Coffee continued to rally hard into the 224 area. I recognized 224 as an area of resistance. I scaled into another short position at 223.5, 223.65 and 223.85. Coffee would high tick at 224.05. My stop was in the market at 224.10, I shit you not.

I really felt good about this trade. Coffee began to lose momentum and started to slide toward the close. So, what did I do? I covered my shorts at an avg cost of 222.5 and rung the register for a grand...and I knew it was a bad move as soon as I hit the send button. Nearly immediately after I covered, coffee would drop dramatically over the remaining 15-20 minutes of the session and close below 221. It would trade below 219 the next day. Thus I missed out on approximately 3k plus in profits.

Although I kicked myself, I was feeling rather fortunate to only have been down another $2,200 and my account rested at 35.9k.

The next day I learned a little bit about revenge trading and lost another $940 on a stupid trade.

I finally said enough and refused to trade the next day. On Dec. 23, I tried again but gave myself very little rope and was stopped out for a $200 loss or so. My account now stood at $34.7k and psychologically affected me in that now my profit for the year was under 10k.

Between Christmas and the New Year, I bounced my account around and ended the year at $35.4k.

Clearly, I have a lot to learn.

It was interesting how my mental mindset mutated after my open profits evaporated and it infected my thought process. I sort of naively thought before this experience that I could compartmentalize each trade and that wasnt the case. I lost a signfiicant amount of money trying to "do the right thing" by sitting on my hands and then I wanted to get it back. Honestly, I thought I was beyond that. I also, wasn't happy with my trading size in that process. I should have been smaller.

Even more troubling is that I found myself on some subsequent trades willing to risk more than 2%. Up to this point I felt I had been fairly adept at taking my losses prudently.

I am proud of the fact that even though I had taken some significant losses (for me), that I still had the moxie to get short again at a higher level and not be gunshy. Yet, again, I am not happy that I short three contracts even though they were within my risk threshold.

If you would have told me when I started in mid-November that I would be up over 10k at the end of the year, I would have said you are crazy. And yet here I am and I am unhappy and a little pissed and dejected by decision making.
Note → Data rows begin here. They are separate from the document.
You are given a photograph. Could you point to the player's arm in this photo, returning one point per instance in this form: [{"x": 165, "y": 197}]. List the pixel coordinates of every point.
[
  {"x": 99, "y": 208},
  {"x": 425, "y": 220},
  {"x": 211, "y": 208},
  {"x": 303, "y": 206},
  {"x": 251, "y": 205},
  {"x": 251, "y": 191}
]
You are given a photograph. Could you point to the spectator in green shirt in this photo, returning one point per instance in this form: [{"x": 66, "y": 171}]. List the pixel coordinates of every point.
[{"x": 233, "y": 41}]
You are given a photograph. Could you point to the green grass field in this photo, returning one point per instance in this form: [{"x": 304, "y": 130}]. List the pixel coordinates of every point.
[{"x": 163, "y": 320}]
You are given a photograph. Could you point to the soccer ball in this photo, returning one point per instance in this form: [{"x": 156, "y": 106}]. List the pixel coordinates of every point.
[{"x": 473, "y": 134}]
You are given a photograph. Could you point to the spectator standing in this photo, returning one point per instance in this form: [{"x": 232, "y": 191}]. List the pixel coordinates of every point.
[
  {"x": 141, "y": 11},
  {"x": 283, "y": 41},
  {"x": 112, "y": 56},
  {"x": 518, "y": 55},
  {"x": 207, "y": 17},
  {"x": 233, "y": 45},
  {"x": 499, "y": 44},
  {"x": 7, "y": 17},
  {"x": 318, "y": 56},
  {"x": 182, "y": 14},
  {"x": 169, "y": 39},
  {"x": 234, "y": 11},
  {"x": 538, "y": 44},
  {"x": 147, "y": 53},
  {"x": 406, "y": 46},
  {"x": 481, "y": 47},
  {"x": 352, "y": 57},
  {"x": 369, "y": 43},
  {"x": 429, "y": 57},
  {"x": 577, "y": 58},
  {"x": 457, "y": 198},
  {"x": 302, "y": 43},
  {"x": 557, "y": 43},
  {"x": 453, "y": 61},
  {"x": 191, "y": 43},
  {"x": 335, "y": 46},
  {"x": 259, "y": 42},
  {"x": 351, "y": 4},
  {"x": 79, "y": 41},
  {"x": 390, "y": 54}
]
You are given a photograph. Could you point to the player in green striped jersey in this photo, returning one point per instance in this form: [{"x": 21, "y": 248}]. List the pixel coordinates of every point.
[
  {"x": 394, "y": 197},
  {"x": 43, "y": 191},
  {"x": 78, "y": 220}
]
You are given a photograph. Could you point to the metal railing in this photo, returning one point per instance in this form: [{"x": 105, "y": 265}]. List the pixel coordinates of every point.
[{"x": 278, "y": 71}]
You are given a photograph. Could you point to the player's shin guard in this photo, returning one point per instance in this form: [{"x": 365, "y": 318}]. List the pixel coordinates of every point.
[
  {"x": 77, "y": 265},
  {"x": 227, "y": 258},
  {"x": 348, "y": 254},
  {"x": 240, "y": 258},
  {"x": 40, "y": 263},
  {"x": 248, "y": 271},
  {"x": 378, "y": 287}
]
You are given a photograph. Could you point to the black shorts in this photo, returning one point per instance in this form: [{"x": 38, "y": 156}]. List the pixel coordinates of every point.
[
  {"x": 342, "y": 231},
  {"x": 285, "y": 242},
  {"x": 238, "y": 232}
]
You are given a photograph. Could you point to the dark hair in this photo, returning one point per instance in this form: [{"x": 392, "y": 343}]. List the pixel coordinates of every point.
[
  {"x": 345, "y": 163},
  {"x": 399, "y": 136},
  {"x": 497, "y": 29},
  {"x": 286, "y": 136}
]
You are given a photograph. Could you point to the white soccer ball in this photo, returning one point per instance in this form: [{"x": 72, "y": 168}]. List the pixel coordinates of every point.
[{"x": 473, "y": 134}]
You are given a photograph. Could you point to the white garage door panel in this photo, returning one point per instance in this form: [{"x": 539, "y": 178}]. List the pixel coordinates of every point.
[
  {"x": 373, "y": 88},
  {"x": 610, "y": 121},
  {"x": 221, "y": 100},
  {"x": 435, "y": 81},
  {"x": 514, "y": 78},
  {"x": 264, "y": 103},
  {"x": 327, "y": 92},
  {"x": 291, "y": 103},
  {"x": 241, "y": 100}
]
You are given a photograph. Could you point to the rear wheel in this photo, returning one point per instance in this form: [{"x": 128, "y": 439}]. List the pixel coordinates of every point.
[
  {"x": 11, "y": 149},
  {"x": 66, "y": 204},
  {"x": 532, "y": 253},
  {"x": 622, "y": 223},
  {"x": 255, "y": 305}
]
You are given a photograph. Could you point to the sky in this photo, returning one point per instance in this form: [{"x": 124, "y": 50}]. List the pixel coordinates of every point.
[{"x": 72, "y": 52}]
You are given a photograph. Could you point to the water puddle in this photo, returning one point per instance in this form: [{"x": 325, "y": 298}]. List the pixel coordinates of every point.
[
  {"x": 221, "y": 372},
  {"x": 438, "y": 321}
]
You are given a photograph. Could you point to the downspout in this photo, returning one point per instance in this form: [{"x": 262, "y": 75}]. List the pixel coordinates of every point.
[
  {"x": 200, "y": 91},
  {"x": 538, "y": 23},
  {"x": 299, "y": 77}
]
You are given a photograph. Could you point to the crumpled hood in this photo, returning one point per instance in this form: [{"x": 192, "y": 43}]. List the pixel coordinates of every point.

I am happy that I sat on my hands with the coffee trade, but I feel like I really made a mistake by consciously refusing to recognize the reversal off the bottom. I mean...it reach a significant new low and then sharply rallied above the previous day's high and closed near the high. I knew that this was significant and yet, I not only ignored it...I shorted more and carried an open position with negative equity.

Anyway...just some New Year's rambling.
You are up 10k in 6 weeks and you are pissed about your decision making? I hope you are having fun since you are clearly playing games. I have to call bullshit (again).